James Simmons: Now what is it like to be a bat?
Since Thomas Nagel wrote in 1974 about echolocating bats for their alien sense of the world, the question of animal awareness has surged in biology and psychology. This is due to several factors: the reemergence of the cognitive realm of inquiry in psychology following the implosion of behaviorism, the increased appreciation of awareness as a wellspring of adaptive behavior, neuroscience seizing upon potential underlying mechanisms, and computational exploration of what awareness might mean.
The content of a bat’s percepts depends on the process of sonar, which stands apart from visual definition of our surroundings. Indeed, man-made sonar systems rely primarily upon converting acoustically-acquired information about scenes into visual displays of these same scenes so that the operator can locate objects and determine their characteristics. The “otherness” of the bat’s world derives from the absence of such a visual sonar display. Instead, there is an intrinsically auditory definition of “objects” and “scenes” that generates sharp spatial percepts from very neural representations that are very dispersed both in brain location and in time.
Bats emit a wide band of high frequencies in echolocation sounds and perceive images that portray details of objects in proportion to the bandwidth of the echoes. Wide bandwidth means sharp registration of echo delay for object distance, including the distance to different parts of the object. When the bat aims its head, ears, and broadcast beam at an object, all frequencies in broadcasts impinge on the object and then return in echoes. The bat’s resulting percepts are in focus. The object is attended to and registered as its constituent reflecting points in depth. Regular, discrete loss of frequencies in echoes caused by overlapping reflections from different parts of the object contributes to reconstruction of object shape.
Wider swathes of frequencies removed from echoes occur when the object is located off the axis of the broadcast beam, which is the region of space not momentarily the target of the bat’s attention. It defocuses the resulting percepts and by this means removes them from attention. In spite of information about individual objects being widely dispersed across auditory frequency representations and neural response latencies, the object itself is perceived as having a discrete location in distance through sharp registration of echo delay.

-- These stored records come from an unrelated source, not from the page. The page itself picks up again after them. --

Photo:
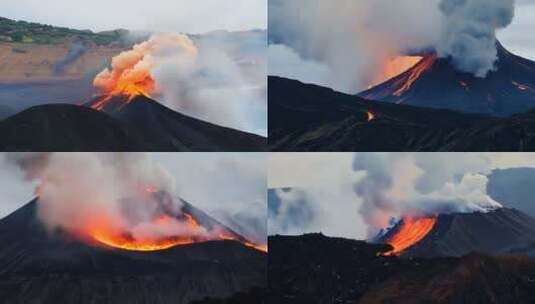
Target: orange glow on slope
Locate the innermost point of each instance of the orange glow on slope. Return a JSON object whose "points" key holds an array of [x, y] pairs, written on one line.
{"points": [[371, 116], [416, 72], [411, 231], [105, 234], [395, 67], [131, 71]]}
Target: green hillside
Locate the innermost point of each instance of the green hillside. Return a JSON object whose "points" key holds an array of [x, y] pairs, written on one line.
{"points": [[29, 32]]}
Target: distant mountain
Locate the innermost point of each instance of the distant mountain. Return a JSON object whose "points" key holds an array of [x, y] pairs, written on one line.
{"points": [[42, 267], [141, 125], [31, 32], [311, 118], [314, 268], [436, 83], [502, 231], [513, 188]]}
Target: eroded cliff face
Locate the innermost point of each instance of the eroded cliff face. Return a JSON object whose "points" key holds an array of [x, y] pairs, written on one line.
{"points": [[23, 63]]}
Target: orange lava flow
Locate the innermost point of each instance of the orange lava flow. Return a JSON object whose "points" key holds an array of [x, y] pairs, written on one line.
{"points": [[395, 67], [416, 72], [128, 89], [126, 243], [411, 231], [521, 87], [112, 238]]}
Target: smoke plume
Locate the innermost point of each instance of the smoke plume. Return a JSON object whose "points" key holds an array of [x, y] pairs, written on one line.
{"points": [[355, 40], [469, 36], [396, 185], [117, 193], [207, 77]]}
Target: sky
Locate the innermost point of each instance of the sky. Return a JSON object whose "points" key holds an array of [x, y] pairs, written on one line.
{"points": [[328, 183], [156, 15], [314, 59], [233, 182]]}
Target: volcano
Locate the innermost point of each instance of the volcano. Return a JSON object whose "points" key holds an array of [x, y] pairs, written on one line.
{"points": [[319, 269], [501, 231], [141, 124], [435, 83], [310, 118], [173, 129], [42, 266]]}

Continuity of the behavior of bats in surroundings that range from simple (chasing a flying insect or avoiding an obstacle in an open space) to increasingly complex (flying through a cluttered scene with branches and leaves of vegetation) to exceptionally complex and, crucially, dynamic action (flying in close quarters in company with other bats, all emitting similar sonar sounds) is part of the evidence for some kind of awareness in bats, as is the apportioning of attention to parts of scenes and the auditory mechanisms for imposing inattention on background elements of scenes. How the dispersed time and space representation comes to be compressed into the percept is the essence of the problem of how awareness is distinct from its neural underpinnings.
Simmons, J. A. (2017). Theories About Target Ranging in Bat Sonar. Acoustics Today 13(4)
Nagel, T. (1974). What is it like to be a bat?. Philosophical Review, 83(4), 435-450.
Warnecke, M., and Simmons, J. A. (2016). Target shape perception and clutter rejection use the same mechanism in bat sonar. J. Comp. Physiol. A 202, 371-379.